For many activists a life of campaigning can sometimes feel like battling never-ending tides of frustration, especially in this era of reaction and “post-truth” (whatever the hell that means). It is good then, to be reminded of the things that we can win in 2018:
We Can Stop Fracking in the UK. Seriously. This is a thing. Despite the hundreds of proposed Fracking licenses in the UK, there has been record-high public opposition, community activism, and a ban on the procedure across Scotland.
Fracking is one of the newer extractavist technologies funded by the same old mega-corps we all know and hate; BP, the Goldman-Sachs lobby, Dow Chemicals, Shell (etc).
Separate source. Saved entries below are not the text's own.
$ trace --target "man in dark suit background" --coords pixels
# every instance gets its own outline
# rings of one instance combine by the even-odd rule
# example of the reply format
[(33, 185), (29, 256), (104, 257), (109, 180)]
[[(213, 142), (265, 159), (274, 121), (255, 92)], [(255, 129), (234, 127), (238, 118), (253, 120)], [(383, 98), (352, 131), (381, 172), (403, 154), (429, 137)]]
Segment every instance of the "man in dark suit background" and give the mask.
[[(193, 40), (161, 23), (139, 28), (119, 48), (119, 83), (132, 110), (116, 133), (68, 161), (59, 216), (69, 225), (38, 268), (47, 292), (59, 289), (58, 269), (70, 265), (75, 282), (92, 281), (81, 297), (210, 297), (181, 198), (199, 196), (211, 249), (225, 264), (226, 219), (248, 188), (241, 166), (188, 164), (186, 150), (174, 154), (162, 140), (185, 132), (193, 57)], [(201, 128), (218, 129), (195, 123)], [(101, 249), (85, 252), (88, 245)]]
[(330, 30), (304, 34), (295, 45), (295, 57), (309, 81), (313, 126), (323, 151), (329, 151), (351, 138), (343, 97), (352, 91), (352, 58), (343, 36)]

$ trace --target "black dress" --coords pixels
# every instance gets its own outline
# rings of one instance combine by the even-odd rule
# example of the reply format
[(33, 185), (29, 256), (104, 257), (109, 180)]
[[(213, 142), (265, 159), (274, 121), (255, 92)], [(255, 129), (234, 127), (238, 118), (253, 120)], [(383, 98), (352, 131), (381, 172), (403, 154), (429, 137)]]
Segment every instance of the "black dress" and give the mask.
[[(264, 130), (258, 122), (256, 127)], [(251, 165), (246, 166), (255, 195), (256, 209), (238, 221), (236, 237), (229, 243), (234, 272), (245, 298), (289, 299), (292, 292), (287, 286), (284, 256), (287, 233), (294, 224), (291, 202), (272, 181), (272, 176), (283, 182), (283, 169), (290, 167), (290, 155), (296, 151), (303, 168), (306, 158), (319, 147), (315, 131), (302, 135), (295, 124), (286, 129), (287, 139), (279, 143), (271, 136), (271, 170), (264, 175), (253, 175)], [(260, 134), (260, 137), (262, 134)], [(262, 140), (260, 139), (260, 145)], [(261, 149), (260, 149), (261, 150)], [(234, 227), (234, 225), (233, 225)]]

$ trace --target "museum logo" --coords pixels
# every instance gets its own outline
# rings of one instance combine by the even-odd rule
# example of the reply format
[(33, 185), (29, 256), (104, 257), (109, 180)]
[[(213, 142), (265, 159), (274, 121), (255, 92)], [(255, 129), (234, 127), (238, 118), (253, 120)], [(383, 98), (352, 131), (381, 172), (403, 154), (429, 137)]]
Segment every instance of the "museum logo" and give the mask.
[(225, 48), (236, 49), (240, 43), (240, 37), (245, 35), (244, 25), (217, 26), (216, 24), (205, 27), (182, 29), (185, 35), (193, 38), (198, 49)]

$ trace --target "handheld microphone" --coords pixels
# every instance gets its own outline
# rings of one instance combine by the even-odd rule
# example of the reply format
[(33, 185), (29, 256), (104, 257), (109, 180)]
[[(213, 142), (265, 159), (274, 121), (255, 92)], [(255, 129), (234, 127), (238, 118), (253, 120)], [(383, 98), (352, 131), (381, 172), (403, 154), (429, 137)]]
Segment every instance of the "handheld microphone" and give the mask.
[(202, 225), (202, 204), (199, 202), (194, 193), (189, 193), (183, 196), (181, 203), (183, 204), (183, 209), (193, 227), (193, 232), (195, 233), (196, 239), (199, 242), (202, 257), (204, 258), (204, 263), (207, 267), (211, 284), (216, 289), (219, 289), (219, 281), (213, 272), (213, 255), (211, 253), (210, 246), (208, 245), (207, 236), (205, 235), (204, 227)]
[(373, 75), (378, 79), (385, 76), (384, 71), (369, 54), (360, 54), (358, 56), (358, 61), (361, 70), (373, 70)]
There are severe, proven environmental risks to the procedure, and no indication that the money helps the hosting communities, besides the fact that we need to be reducing carbon emissions, not increasing them.
We Can Stop the UK Arming Saudi Arabia, This is often an under-the-radar issue, but a vital one spearheaded by Campaign Against The Arms Trade.
The Saudi-Yemeni conflict is estimated to have cost between 8-13k civilian lives, and is widely understood as a part of the Saudi-Iran/US-Russia proxy war (which has interconnections with Syria, Turkey, and the Israeli-Palestinian conflicts). Britain is one of the principle arms-traders to Saudi Arabia, and one of the first countries visited by PM May after she took office.
We Can Ban Live-Export of Animals post Brexit. This might not be a keystone issue, but imagine how many thousands of hours of suffering it can cease. Petitions and campaign sites searchable online.
The UK has been valorous in upholding a ban of live-exported cattle (nb. over certain regulatory distances) after a campaigner died in the mid 90s protesting the practice. Recent Brexit trade talks have put this back on the table.
We Can Outlaw Larsen Traps in the UK. Again, often not seen as high-priority, but one dear to my heart. Petitions searchable for National Assembly of Wales and UK-wide.
Larsen Traps are live-bird traps designed to capture and cull corvids. One ‘call-bird’ is kept tethered at the bottom of the cage, and its frantic calls attract other corvids. This is gross on so many levels, because it uses the corvids innate sociability to harm others. The practise has been deemed inhumane and outlawed even in the country of its origin, Norway.
Other Hopeful Things:
Like every other anxious, fretful Westerner, I obsess about whether the causes I support deliver on their aims. Here are a few that in my view, always deserve a helping hand (spotlight, but not exclusive to, the UK):
Shelter – homelessness charity.
Women’s Aid – Women’s advocacy group, particularly around housing, domestic and sexual abuse.
The Samaritans – a mental health crisis-call line.
Trees for Life – a volunteer-conservation charity seeking to replant and re-wild the great Caledonian forest.
Medicine-Sans-Frontiers/Doctors-without-Borders – humanitarian medical aid anywhere in the world.
Ecosia – a homepage search engine (like go-ogle) that plants a tree every time you run a search!